Monday 14 August 2017

A day of updates

Yesterday, morning, Clare and I went to our solicitor's office on Llandaff Road, to go through the revised draft of our Wills, and sign them. The last time we did this was November 1992, just before we moved out to work in Holy Trinity Geneva. Co-incidentally, we're flying to Geneva on Thursday, on our way to locum duties in Montreux. I've already been busy with arrangements for a wedding blessing and a christening on top of the regular services. It's going to be an interesting time.

 I went over to visit my old friend Graham Francis, who's living now in retirement just down the street from St Saviour's Splott, where he has been helping out during the interregnum, in the same way I was helping out at St German's. Recently he's been undergoing chemotherapy prior to surgery to remove a stomach cancer. He's facing up to this life threatening challenge with confidence, realism and good humour, and continues to busy himself with worship and ministry in whatever way he has energy for.

A secondary reason for visiting him was to give his Windows 7 laptop a servicing, and decommission his ten year old desktop machine, which still runs, but astonishingly slowly. Fortunately, many years ago I set up a back up program to auto-run - Syncback. The computer hasn't been used much since the advent of tablets and smartphones, so backups an external drive have only ever been partial. Even so, given the time, it successfully completed its routine, so that now he has a complete and up to date archive of his files of the past decade, if not longer, which can be attached to his laptop when needed. 

Sadly the intermittent use of this device also has created problems with updating, and it runs very slowly, due to congestion which the use of CCleaner took ages to sort out. The anti-virus library was 520 days old and there were scores of other Windows security updates. All seemed to be competing for internet attention, and after four hours, I had to walk away, leaving the machine running in the hope that in the course of time, days if not weeks, it will sort itself out.
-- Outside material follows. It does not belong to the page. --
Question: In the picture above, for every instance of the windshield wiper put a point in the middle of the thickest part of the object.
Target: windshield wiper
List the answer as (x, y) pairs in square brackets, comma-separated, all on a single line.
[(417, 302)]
I recall a similar problem with the office PC over in St German's taking weeks to update, although that problem was compounded by a flaky wi-fi connection.

Bringing machines back to working order after increasingly longer layoff, due to the ease of being able to do basic everyday tasks on a tablet or smartphone, is a great disincentive to using a Windows computer, so it's no wonder their market share is falling. This adds to the perennial problem of built-in redundancy, caused when older operating systems are no longer supported with security updates, or drivers not provided to enable older hardware peripherals to run with a newer operating system. Good equipment going to waste, causing electronic waste pollution when disposed of wrongly, and all due to the illusion that newer and fancier, with more options available is really desirable. It isn't, so the big computer businesses play tricks to force us to give up on old kit. What a foolish world!